SCARBOROUGH (NEWS CENTER Maine) — The legalization of marijuana across the country is threatening the jobs of some police dogs. K-9's who are trained to detect pot are now becoming a liability. In Maine, most new K-9's are no longer being trained to sniff out pot.

Back in 2013, when recreational marijuana became legal in the city of Portland, law enforcement agencies in Maine saw the writing on the wall: If they were going to make the huge investment of buying and training a drug-sniffing dog and have it be effective, they needed to think twice about how that dog was trained.

Dogs trained on marijuana are complicating searches where pot has been legalized. When police dogs sniff out drugs, they can't tell you what drug they've just detected.

Scarborough Police Sgt. Tom Chard has been a K-9 handler for 24 years. Right now, he is training his fourth police dog.

"If the dog is sitting, which is the alert we use," Sgt.

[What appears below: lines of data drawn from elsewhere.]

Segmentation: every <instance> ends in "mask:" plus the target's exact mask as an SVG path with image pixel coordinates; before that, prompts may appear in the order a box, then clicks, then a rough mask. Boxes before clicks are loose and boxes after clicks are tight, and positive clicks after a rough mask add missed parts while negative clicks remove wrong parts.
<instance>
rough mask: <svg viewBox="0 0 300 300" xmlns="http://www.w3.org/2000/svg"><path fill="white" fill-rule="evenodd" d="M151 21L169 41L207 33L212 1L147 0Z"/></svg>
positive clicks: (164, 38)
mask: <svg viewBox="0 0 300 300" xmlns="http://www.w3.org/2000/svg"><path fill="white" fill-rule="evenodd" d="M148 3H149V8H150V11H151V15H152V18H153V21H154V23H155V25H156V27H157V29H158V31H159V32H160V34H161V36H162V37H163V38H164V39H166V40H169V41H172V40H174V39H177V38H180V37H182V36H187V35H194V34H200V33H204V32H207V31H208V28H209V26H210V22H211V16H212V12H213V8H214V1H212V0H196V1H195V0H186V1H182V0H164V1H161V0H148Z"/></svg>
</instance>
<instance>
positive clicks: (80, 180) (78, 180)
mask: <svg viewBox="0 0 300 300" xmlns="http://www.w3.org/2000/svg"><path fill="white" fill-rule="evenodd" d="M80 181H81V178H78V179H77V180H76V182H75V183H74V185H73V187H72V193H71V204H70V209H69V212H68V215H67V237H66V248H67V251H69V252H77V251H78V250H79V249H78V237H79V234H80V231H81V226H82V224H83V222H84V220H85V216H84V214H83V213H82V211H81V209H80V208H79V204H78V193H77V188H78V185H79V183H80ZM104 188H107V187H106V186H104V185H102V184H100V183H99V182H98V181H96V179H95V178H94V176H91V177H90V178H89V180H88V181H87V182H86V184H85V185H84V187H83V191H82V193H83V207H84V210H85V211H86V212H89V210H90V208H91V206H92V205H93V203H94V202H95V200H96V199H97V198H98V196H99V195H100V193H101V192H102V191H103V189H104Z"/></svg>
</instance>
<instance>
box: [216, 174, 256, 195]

Chard said, "then we know the dog is alerting on an odor, a narcotic odor, but we can't tell you which odor that is."

That poses a problem for prosecutors.

"A defense attorney can kind of tear your case apart because of that aspect," Chard said.

Police departments in Maine saw this trend coming and for the past several years and many have chosen not to train it's new K-9's on marijuana.

Chard said Maine's heroin epidemic also came into play.

"The harder drugs, they wanted to refocus our searches on that, not marijuana," he said.

Police departments with drug-sniffing dogs, who are trained on marijuana, can still utilize them in drug work, but it would be limited to situations where there is already probable cause or in places where pot is still off limits, like jails and schools.